Architects are incorporating daylighting and natural lighting into their building designs to promote energy efficiency and make the spaces more comfortable. A common theme among modern architecture is skylights, lots of windows, and reflective surfaces to let in all the natural lighting possible. Along with this, daylighting controls are being installed within the electrical systems. Daylighting is when the lighting follows along with the time of day. It will start off lower in the morning and get brighter as it gets towards the afternoon and finally dimming again at night. When the lighting is low, additional task lighting, like desk lamps, can be used for supplemental light so employees or tenants can see.
Daylighting has proven to help lower utility bills and improve energy efficiency throughout facilities and is a key way architects are making newly built facilities sustainable. By keeping the lighting low at times when offices or spaces aren’t at peak occupancy, it can help lower energy usage by as much as 75%. Facility owners and businesses that occupy these spaces can promote their sustainable efforts as part of their business’ ESG strategy to gain more recognition and possibly clients as well.

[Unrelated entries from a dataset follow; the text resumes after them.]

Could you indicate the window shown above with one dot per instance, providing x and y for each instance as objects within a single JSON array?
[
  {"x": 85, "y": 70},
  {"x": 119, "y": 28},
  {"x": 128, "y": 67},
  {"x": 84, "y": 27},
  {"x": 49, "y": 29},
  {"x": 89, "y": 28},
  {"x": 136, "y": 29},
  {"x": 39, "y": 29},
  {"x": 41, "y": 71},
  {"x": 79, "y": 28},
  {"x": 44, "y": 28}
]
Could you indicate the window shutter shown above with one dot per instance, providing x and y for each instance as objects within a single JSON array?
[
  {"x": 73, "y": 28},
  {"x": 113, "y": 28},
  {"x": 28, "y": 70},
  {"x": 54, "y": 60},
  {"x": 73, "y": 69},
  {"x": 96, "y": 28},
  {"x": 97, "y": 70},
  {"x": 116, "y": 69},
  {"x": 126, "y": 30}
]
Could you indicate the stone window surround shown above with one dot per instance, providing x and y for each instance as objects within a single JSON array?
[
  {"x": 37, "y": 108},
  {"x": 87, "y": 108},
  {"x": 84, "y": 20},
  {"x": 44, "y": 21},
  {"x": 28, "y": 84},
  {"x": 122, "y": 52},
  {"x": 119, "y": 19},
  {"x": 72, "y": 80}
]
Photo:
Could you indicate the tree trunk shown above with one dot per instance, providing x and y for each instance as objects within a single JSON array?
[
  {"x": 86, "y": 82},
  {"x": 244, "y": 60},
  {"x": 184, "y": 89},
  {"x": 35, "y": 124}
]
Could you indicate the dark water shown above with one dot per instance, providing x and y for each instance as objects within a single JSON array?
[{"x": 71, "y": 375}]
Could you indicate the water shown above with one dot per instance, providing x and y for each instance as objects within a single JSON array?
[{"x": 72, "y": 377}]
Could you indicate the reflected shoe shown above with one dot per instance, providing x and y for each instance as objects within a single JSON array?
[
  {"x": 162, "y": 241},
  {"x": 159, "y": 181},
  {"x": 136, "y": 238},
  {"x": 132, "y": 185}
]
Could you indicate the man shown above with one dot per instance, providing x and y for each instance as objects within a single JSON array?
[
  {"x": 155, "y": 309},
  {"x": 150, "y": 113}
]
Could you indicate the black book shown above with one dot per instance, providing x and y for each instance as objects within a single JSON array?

When sitting under harsh lighting all day, employees may experience strain in their eyes, possible headaches, and disruption in their sleep cycles. Daylighting helps keep the environment more comfortable, especially for office employees who are at their desk in front of computers for eight hours. The lower lighting levels can ease the strain artificial lighting puts on people, plus help them regulate their circadian rhythms so they can sleep better at night. By improving employee working conditions, it gives the potential to improve morale and productivity.